How To Salt Your Hash

2009-09-29 11:27 - Programming

Quite a long time ago, I read a generally good article on Coding Horror called Rainbow Hash Cracking. It's an introduction into a particular security vulnerability (rainbow tables) and the method for solving it (salting a hash). I won't go into too much detail, as that article does a fine job of explaining it.

A slightly more interesting point is this quote from Jeff (the site's author), in a comment: "You want hashes to be a prefix, not a suffix." I remembered reading this for quite some time, and only much later (after quite a bit of work) did I dig up that original reference. I went so far as to send an email to Jeff to ask why. Why should a hash be a prefix rather than a suffix? How does it matter?

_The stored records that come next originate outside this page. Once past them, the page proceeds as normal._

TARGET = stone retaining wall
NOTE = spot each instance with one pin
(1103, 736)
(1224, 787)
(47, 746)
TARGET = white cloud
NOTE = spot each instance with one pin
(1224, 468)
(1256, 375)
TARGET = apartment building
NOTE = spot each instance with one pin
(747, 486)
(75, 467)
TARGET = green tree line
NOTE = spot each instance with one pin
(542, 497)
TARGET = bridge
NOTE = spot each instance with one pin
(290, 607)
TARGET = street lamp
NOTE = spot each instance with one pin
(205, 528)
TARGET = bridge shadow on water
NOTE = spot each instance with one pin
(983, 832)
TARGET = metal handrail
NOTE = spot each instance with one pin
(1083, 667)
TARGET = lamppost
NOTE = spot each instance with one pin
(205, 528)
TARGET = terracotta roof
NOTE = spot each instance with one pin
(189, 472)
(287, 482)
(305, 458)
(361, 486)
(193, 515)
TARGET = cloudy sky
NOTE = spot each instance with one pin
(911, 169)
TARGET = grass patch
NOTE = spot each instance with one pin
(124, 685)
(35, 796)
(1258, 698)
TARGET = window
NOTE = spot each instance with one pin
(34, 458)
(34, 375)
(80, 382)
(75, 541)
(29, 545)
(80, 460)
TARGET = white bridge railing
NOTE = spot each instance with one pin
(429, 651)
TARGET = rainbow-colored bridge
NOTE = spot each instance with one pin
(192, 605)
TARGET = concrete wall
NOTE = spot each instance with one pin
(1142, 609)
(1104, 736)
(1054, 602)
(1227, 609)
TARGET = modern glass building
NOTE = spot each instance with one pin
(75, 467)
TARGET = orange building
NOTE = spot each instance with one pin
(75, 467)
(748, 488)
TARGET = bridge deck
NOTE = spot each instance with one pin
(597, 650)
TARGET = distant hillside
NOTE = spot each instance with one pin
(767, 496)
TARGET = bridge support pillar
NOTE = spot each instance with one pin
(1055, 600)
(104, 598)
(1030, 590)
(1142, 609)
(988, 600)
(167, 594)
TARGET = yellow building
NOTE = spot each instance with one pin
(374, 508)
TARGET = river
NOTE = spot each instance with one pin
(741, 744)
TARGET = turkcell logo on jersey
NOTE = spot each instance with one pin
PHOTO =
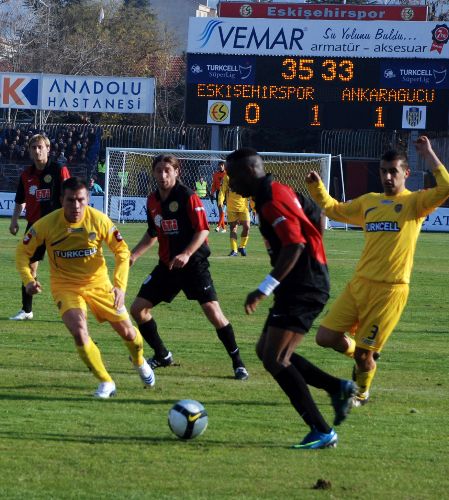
(230, 35)
(382, 226)
(426, 74)
(75, 254)
(19, 91)
(227, 69)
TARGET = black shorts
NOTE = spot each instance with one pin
(296, 313)
(194, 280)
(40, 250)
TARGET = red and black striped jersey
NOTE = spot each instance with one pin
(40, 190)
(174, 222)
(282, 221)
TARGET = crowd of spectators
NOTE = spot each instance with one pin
(68, 145)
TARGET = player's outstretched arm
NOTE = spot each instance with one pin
(33, 287)
(424, 149)
(14, 225)
(119, 297)
(287, 259)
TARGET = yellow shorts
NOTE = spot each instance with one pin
(238, 216)
(368, 310)
(99, 298)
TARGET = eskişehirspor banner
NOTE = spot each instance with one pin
(424, 40)
(320, 12)
(102, 94)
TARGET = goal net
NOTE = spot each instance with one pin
(129, 177)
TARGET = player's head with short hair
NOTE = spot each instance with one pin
(39, 138)
(394, 171)
(396, 155)
(165, 158)
(74, 198)
(166, 171)
(245, 169)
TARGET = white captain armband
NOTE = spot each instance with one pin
(268, 285)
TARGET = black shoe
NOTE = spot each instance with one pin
(376, 356)
(161, 362)
(342, 400)
(241, 373)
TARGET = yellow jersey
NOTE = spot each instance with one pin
(234, 202)
(75, 250)
(391, 225)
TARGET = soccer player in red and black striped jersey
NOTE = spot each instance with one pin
(39, 192)
(178, 221)
(300, 282)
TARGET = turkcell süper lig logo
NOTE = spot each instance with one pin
(19, 91)
(245, 37)
(219, 112)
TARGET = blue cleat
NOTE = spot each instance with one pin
(242, 251)
(161, 362)
(342, 400)
(316, 440)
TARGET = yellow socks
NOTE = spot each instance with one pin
(91, 357)
(244, 241)
(363, 381)
(135, 348)
(351, 347)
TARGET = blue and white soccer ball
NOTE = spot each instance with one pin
(187, 419)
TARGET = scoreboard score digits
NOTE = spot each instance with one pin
(318, 92)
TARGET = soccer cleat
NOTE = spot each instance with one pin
(22, 316)
(105, 390)
(146, 374)
(376, 356)
(161, 362)
(342, 400)
(316, 440)
(241, 373)
(360, 400)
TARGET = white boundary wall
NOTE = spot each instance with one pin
(437, 221)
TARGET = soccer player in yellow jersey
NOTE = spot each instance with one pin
(372, 302)
(73, 237)
(237, 210)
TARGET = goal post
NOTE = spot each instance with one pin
(129, 177)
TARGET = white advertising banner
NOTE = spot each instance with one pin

Jeff admitted, shamefully, that he couldn't find his original reference either, and couldn't see why it would matter whether the salt is applied as a prefix or a suffix. At the time, I agreed.

Much later, a cloud hosting company called Engineyard hosted a programming contest, where the goal was to come up with a phrase (within particular limitations) that had the closest SHA hash to the target phrase. Once the contest was over, the winners described how they did it. A particular pair of quotes there prove very interesting: "SHA-1 is a hash function that operates on blocks of 64 bytes at a time" and "We are not aware of any weakness of SHA-1 that would help [so] we reused the first block as often as possible, i.e. for fixed first 64 bytes vary the end".

MD5 also operates on 512 bit chunks (512 bit = 64 byte), thus it has this same limitation. Assume a secret password, phrase, document being hashed and salted which meets or exceeds a 64 byte length. Putting the salt on the end (suffix) means that the hash state up to the salt can be pre-calculated, leaving a smaller operation to calculate the remaining iterations for only the varying salt part. If, on the other hand, the salt is a prefix, then the entire hash must be run over the entire input message, for every possible salt.

An admittedly small difference. And of even less significance for small input messages (like passwords) where even message+salt is likely to fit inside 64 bytes. But those two things I read bounced around inside my skull until I came up with this explanation, and I couldn't resist writing it down.